Можно спросить: а что же такое эти военные суда, так чарующие наши взоры? Разве и они не опора тирании, угнетатели невинности, несущие смерть и разорение всюду, куда их хозяевам угодно их послать? Да, это так; и хотя военный корабль своими размерами и оснасткой превосходит корабль торговый, я от души желаю, чтобы он оказался не нужен; пусть там я вижу превосходящую красоту, тут меня больше радует превосходящее совершенство мысли, когда я думаю об искусстве и усердии человечества, занятого ежедневным улучшением торговли на общее благо всех стран, на упорядочение и счастье общественной жизни.
Привлекательная эта деревня расположена на отлогом подъеме, откуда и открывается прелестный вид, только что мною описанный. Почва его – гравий, и это, а также уклон, сохраняют ее такой сухой, что сразу после сильного ливня молодая франтиха может там пройти, не замочив своих шелковых туфель. О плодородности здешней почвы свидетельствует несравненная зелень, и большие, роскошные вязы дают такую тень, что узкие улочки сливаются в естественные рощи, регулярностью расположения соперничающие с силой искусства, а необузданной пышностью легко ее превосходящие.

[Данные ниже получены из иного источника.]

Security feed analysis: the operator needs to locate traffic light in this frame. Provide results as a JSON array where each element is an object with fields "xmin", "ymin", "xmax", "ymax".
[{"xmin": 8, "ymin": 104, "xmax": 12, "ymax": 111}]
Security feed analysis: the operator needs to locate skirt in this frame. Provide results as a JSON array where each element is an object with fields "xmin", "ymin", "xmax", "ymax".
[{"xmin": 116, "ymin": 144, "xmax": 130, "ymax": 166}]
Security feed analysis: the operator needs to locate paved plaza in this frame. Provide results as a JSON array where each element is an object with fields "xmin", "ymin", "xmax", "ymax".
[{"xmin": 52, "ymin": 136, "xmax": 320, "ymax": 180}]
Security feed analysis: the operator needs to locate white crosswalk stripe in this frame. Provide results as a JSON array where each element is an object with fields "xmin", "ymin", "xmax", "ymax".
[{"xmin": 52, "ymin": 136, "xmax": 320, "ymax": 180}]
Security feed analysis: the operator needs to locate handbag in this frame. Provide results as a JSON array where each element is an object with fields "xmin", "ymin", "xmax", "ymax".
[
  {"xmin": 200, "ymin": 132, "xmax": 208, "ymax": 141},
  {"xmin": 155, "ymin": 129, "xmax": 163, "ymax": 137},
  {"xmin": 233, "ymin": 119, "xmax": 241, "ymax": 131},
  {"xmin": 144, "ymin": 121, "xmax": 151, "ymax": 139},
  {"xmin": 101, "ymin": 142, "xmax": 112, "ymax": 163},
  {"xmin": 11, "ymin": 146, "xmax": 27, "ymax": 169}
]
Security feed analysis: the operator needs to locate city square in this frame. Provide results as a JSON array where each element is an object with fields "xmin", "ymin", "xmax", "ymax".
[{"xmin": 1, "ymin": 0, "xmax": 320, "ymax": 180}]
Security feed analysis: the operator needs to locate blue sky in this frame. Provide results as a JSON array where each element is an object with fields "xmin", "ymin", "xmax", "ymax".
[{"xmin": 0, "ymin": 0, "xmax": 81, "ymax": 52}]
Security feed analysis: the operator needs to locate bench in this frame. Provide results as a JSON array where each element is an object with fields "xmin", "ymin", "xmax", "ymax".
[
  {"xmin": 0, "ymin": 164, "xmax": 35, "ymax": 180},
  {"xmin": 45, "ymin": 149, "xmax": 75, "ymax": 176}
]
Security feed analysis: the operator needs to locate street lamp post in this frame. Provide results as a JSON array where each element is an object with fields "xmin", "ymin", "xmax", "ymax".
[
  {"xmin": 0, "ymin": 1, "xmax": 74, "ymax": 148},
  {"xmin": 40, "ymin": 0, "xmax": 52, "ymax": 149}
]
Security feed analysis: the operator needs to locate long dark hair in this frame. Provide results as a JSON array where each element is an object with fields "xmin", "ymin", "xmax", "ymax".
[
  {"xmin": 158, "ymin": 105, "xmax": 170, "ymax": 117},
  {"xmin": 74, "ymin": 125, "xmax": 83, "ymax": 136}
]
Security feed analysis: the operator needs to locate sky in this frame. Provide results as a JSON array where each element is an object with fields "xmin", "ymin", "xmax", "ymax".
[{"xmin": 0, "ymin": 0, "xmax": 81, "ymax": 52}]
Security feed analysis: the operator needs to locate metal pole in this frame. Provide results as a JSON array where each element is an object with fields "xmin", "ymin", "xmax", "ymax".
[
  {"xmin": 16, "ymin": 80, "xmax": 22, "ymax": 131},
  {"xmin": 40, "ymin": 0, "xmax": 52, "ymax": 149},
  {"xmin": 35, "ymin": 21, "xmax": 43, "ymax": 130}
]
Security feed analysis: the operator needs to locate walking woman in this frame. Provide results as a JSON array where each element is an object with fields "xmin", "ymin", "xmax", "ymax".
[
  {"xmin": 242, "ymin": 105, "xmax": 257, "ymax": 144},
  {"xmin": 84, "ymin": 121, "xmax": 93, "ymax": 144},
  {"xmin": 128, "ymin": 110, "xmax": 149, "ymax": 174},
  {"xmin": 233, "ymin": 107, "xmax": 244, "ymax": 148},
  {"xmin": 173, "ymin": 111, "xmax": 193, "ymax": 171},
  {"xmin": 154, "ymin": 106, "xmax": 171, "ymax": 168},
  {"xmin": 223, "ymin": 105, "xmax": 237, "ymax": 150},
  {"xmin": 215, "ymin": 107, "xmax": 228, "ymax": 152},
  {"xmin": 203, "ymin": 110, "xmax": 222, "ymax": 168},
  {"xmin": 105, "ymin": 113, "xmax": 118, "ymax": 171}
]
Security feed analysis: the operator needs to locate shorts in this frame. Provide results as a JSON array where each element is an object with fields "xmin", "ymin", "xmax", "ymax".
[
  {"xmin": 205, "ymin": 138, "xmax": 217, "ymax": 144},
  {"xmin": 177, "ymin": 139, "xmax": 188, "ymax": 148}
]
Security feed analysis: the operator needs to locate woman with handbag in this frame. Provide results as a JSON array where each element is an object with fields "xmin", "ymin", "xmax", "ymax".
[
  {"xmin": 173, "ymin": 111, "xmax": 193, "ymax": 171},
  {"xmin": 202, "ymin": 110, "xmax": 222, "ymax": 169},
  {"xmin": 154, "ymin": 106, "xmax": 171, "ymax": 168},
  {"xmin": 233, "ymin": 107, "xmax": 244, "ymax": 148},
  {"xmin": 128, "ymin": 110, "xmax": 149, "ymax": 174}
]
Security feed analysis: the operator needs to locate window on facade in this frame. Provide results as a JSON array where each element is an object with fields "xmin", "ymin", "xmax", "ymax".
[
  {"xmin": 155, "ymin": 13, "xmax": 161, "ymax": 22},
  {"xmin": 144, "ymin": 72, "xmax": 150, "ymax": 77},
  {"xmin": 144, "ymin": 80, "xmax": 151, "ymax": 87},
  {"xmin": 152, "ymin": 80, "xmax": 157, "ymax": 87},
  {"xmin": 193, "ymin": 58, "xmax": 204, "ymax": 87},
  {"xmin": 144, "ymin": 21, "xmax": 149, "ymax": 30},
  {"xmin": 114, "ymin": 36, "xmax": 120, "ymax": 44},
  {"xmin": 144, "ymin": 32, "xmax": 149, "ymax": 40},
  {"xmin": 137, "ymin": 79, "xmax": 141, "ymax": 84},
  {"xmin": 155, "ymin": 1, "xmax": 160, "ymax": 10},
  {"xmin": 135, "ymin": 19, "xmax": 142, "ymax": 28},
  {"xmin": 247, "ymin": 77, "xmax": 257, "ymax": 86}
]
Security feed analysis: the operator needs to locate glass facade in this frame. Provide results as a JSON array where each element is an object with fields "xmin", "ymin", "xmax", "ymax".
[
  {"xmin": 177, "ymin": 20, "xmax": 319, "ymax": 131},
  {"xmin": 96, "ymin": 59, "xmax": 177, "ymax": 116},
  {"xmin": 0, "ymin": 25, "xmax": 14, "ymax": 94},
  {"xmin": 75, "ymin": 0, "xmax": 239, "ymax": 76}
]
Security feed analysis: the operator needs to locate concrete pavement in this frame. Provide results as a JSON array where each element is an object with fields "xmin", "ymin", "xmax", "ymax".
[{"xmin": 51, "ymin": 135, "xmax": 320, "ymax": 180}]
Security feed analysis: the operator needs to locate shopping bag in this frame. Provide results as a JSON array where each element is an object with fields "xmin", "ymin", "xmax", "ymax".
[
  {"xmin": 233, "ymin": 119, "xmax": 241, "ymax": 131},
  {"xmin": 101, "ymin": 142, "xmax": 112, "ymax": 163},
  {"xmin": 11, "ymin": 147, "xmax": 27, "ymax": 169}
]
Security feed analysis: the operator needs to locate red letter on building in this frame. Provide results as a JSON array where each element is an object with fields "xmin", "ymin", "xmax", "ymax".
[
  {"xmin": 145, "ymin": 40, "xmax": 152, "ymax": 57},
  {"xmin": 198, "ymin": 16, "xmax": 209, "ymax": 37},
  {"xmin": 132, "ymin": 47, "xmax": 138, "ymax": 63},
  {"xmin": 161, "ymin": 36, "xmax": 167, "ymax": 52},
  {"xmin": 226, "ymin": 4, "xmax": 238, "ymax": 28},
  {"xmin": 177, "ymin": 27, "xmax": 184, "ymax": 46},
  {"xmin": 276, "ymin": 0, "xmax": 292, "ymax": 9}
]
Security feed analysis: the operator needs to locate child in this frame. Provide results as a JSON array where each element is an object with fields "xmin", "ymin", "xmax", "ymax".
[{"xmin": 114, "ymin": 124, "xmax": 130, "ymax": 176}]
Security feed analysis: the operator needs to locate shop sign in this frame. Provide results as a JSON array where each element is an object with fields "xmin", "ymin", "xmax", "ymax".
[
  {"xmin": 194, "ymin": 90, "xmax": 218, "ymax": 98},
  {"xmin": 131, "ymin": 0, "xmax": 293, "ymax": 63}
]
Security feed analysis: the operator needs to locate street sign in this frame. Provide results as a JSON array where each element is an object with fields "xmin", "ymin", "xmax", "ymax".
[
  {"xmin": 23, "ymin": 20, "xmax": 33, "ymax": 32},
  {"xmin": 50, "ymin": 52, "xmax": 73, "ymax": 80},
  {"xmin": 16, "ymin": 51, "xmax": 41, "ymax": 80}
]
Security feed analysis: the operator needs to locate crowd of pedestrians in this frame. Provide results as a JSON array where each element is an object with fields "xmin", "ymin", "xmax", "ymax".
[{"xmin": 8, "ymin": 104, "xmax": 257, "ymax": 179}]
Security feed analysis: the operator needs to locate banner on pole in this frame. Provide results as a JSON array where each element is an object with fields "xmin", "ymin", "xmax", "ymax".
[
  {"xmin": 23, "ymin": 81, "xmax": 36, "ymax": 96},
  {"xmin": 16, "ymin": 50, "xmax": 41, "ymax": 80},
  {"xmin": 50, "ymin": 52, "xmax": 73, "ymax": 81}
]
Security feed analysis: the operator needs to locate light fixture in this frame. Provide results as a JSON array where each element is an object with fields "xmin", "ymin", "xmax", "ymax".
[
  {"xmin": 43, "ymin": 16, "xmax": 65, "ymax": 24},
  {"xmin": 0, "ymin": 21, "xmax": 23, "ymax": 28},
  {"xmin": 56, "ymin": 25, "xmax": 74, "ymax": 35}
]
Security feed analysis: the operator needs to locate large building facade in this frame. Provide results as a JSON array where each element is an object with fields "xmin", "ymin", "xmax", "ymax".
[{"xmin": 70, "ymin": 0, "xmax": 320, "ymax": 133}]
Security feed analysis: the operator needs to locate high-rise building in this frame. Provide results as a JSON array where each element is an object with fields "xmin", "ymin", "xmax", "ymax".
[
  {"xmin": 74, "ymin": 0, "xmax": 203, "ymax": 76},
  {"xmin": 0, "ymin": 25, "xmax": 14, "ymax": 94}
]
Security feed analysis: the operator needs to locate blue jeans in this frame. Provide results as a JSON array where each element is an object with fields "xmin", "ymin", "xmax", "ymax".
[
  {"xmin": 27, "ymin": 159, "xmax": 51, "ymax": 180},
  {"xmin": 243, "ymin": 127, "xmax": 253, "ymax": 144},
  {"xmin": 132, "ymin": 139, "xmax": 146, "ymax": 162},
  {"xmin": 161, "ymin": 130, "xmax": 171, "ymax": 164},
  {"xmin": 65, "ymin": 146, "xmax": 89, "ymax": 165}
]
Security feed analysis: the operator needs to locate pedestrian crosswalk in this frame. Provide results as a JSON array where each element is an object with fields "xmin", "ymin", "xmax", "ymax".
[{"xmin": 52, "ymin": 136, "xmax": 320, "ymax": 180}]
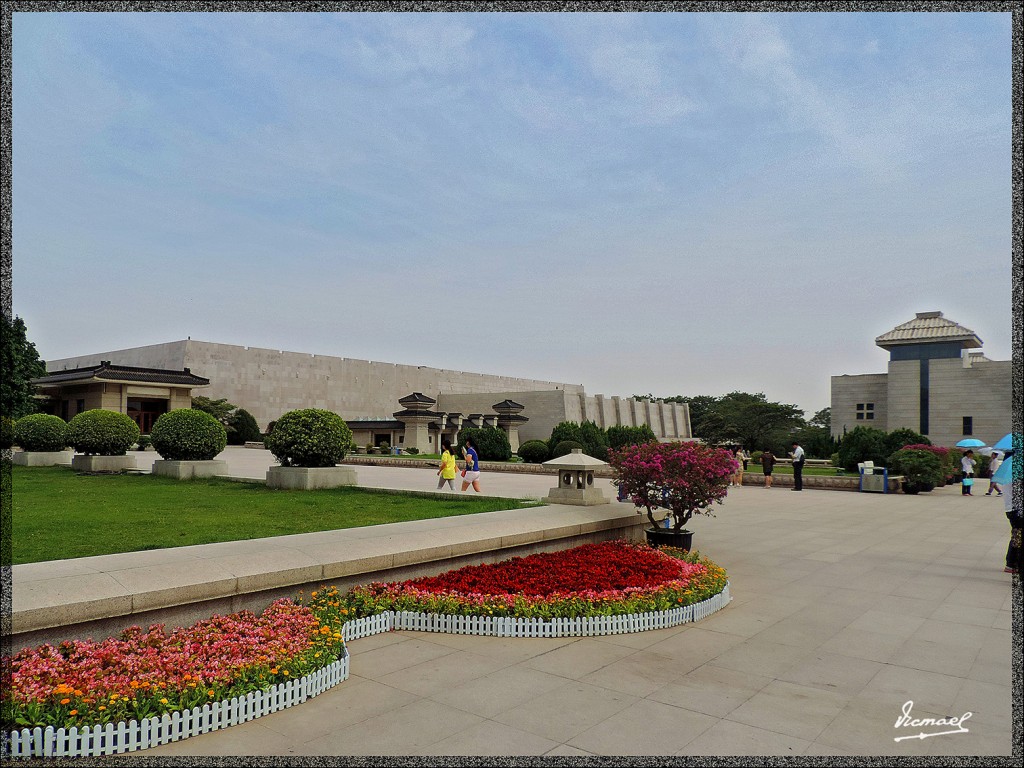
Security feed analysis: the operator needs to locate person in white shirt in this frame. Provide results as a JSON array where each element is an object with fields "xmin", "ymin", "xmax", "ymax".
[
  {"xmin": 790, "ymin": 441, "xmax": 806, "ymax": 491},
  {"xmin": 961, "ymin": 450, "xmax": 977, "ymax": 496},
  {"xmin": 985, "ymin": 451, "xmax": 1003, "ymax": 496}
]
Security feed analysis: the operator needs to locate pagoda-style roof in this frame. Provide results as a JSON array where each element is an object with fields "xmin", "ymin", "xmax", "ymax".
[
  {"xmin": 33, "ymin": 361, "xmax": 210, "ymax": 389},
  {"xmin": 398, "ymin": 392, "xmax": 436, "ymax": 406},
  {"xmin": 393, "ymin": 409, "xmax": 443, "ymax": 420},
  {"xmin": 492, "ymin": 399, "xmax": 525, "ymax": 413},
  {"xmin": 875, "ymin": 312, "xmax": 982, "ymax": 349}
]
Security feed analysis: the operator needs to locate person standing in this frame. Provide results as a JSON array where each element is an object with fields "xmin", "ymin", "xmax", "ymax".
[
  {"xmin": 437, "ymin": 438, "xmax": 457, "ymax": 491},
  {"xmin": 985, "ymin": 451, "xmax": 1003, "ymax": 496},
  {"xmin": 461, "ymin": 436, "xmax": 482, "ymax": 493},
  {"xmin": 761, "ymin": 449, "xmax": 776, "ymax": 488},
  {"xmin": 1003, "ymin": 466, "xmax": 1019, "ymax": 574},
  {"xmin": 733, "ymin": 447, "xmax": 747, "ymax": 487},
  {"xmin": 790, "ymin": 441, "xmax": 805, "ymax": 491},
  {"xmin": 961, "ymin": 450, "xmax": 977, "ymax": 496}
]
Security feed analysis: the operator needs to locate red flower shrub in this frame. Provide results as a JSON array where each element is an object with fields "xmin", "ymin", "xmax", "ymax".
[{"xmin": 609, "ymin": 441, "xmax": 736, "ymax": 531}]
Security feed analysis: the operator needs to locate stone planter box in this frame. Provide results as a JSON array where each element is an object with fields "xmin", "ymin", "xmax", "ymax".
[
  {"xmin": 71, "ymin": 455, "xmax": 138, "ymax": 473},
  {"xmin": 266, "ymin": 466, "xmax": 358, "ymax": 490},
  {"xmin": 12, "ymin": 450, "xmax": 74, "ymax": 467},
  {"xmin": 152, "ymin": 459, "xmax": 229, "ymax": 480}
]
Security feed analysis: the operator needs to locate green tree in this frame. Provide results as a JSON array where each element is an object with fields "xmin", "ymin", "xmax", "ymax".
[
  {"xmin": 808, "ymin": 408, "xmax": 831, "ymax": 431},
  {"xmin": 1, "ymin": 315, "xmax": 47, "ymax": 419},
  {"xmin": 713, "ymin": 392, "xmax": 804, "ymax": 451},
  {"xmin": 190, "ymin": 396, "xmax": 238, "ymax": 425},
  {"xmin": 836, "ymin": 425, "xmax": 889, "ymax": 471},
  {"xmin": 227, "ymin": 408, "xmax": 262, "ymax": 445}
]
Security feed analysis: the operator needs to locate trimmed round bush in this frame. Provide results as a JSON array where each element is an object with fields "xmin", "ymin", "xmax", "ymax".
[
  {"xmin": 517, "ymin": 440, "xmax": 550, "ymax": 464},
  {"xmin": 67, "ymin": 409, "xmax": 140, "ymax": 456},
  {"xmin": 457, "ymin": 426, "xmax": 512, "ymax": 462},
  {"xmin": 265, "ymin": 409, "xmax": 352, "ymax": 468},
  {"xmin": 552, "ymin": 440, "xmax": 584, "ymax": 458},
  {"xmin": 150, "ymin": 409, "xmax": 228, "ymax": 461},
  {"xmin": 13, "ymin": 414, "xmax": 69, "ymax": 452}
]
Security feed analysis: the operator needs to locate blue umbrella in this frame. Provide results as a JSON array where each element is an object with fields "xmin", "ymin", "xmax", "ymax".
[
  {"xmin": 955, "ymin": 438, "xmax": 987, "ymax": 448},
  {"xmin": 992, "ymin": 454, "xmax": 1013, "ymax": 485},
  {"xmin": 993, "ymin": 433, "xmax": 1019, "ymax": 452}
]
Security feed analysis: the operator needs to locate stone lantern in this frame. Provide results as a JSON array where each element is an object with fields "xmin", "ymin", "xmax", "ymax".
[{"xmin": 542, "ymin": 448, "xmax": 610, "ymax": 506}]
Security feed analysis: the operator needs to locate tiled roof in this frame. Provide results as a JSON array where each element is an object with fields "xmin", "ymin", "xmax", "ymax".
[
  {"xmin": 33, "ymin": 362, "xmax": 210, "ymax": 387},
  {"xmin": 875, "ymin": 312, "xmax": 982, "ymax": 349}
]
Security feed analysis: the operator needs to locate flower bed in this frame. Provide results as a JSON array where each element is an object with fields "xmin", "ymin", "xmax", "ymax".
[
  {"xmin": 3, "ymin": 541, "xmax": 729, "ymax": 757},
  {"xmin": 338, "ymin": 541, "xmax": 728, "ymax": 620}
]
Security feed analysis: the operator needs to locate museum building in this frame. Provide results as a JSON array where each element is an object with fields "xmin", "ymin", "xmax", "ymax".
[{"xmin": 830, "ymin": 312, "xmax": 1011, "ymax": 447}]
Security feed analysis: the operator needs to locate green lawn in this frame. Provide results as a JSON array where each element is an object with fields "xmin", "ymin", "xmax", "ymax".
[{"xmin": 11, "ymin": 465, "xmax": 539, "ymax": 565}]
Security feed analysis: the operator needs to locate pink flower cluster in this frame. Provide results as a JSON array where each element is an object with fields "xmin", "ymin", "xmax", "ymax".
[{"xmin": 609, "ymin": 441, "xmax": 737, "ymax": 529}]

На поляне, когда поднимаешься на этот холм, стоит аккуратная маленькая часовня. Она очень мала, но соответствует числу жителей: весь приход – это не более тридцати домов.
Милях в двух от этого прихода живет учтивая и великодушная женщина, чьей доброте мы столь многим обязаны. Дом ее стоит на холме, чье подножие омывается морем, а с высоты открывается вид на большую часть острова и еще – на противоположный берег. Когда-то этот дом построил некий Бойс, кузнец из Госпорта, которому за большие успехи в браконьерстве досталось 40 000 фунтов стерлингов. На часть этих денег он приобрел здесь участок земли, а место для постройки большого дома выбрал, скорее всего, наобум. Возможно, выбор места подсказала ему забота о продолжении деятельности, которой отсюда было бы удобно развернуться. Во всяком случае, едва ли можно объяснить это тем же вкусом, с каким он обставил дом внутри или, во всяком случае, купил библиотеку – послал книгопродавцу в Лондон 500 фунтов и заказ: на всю эту сумму он желал получить самых красивых книг. Здесь рассказывают всевозможные басни о невежестве, промахах и гордыне, которые этот бедняга и его жена обнаружили за краткое время его процветания, ибо он лишь ненадолго ускользнул от зоркого глаза учреждения, ведающего доходами, и скоро оказался ниже, чем когда-либо в жизни – узником во Флитской тюрьме.[86] Все его имущество было продано – в частности и книги на аукционе в Портсмуте, за весьма низкую цену, ибо выяснилось, что тот книгопродавец хорошо знал свое дело и, решив, что много читать мистеру Бойсу некогда, послал ему не только самый прочный товар из своей лавки, но и многие книги в дубликатах, только под разными заглавиями.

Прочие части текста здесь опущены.